Pense em um objetivo ou desejo que oriente toda a jornada do vilão. Esse objetivo ou desejo pode ser errado ou mal-intencionado, mas o vilão ainda precisa de uma motivação. Mostre aos leitores o que ele quer na história para deixar claro que é um personagem vivo e pensante. Esse objetivo deve manter o enredo mais chamativo e cheio de reviravoltas.

Por exemplo: o vilão pode querer se vingar do assassino da família ou apenas criar laços afetivos e de amizade com alguém.

2) Descreva o vilão em detalhes vívidos

Seja específico em relação à forma de o vilão andar, falar e se mexer na história. Dê traços que sejam distintos, como uma cicatriz no roto ou algo do tipo, além de hábitos e tiques nervosos.

Por exemplo: J. K. Rowling descreve Voldemort como alguém pálido, com fendas no lugar do nariz, de olhos vermelhos e com uma voz sibilante, parecida à de uma serpente.

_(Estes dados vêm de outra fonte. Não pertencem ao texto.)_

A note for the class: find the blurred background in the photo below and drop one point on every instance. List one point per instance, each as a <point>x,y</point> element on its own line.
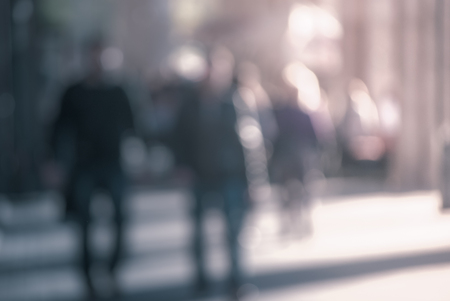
<point>372,77</point>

A autora deixa clara a semelhança do vilão com os répteis, que são traiçoeiros, sorrateiros e perigosos.

3) Dê ao vilão uma forma distinta de falar

Torne o diálogo particular ao personagem. Pense em como o vilão fala em cada cena e encha-o de personalidade (assim como o protagonista).

Por exemplo: o vilão pode falar de maneira formal, mesmo quando está insultando os seus oponentes, ou ser calado ou monossilábico, até quando está prestes a ferir alguém.

Inspire-se em frases clássicas de vilões, como "Diga adeus aos seus sonhos" ou "Você achou mesmo que podia me derrotar?".

4) Torne o vilão tão esperto e capaz quanto o protagonista

O vilão tem que estar no mesmo nível físico e mental que o personagem principal para que o enredo da obra progrida normalmente. Dessa forma, ele vai ser mais interessante para os leitores do que se fosse bobo e truculento.

Por exemplo: o vilão Professor Moriarty, de Sherlock Holmes, é tão inteligente e astuto quanto o próprio detetive. Ele dificulta a vida de Holmes mais e sempre deixa tudo mais arriscado.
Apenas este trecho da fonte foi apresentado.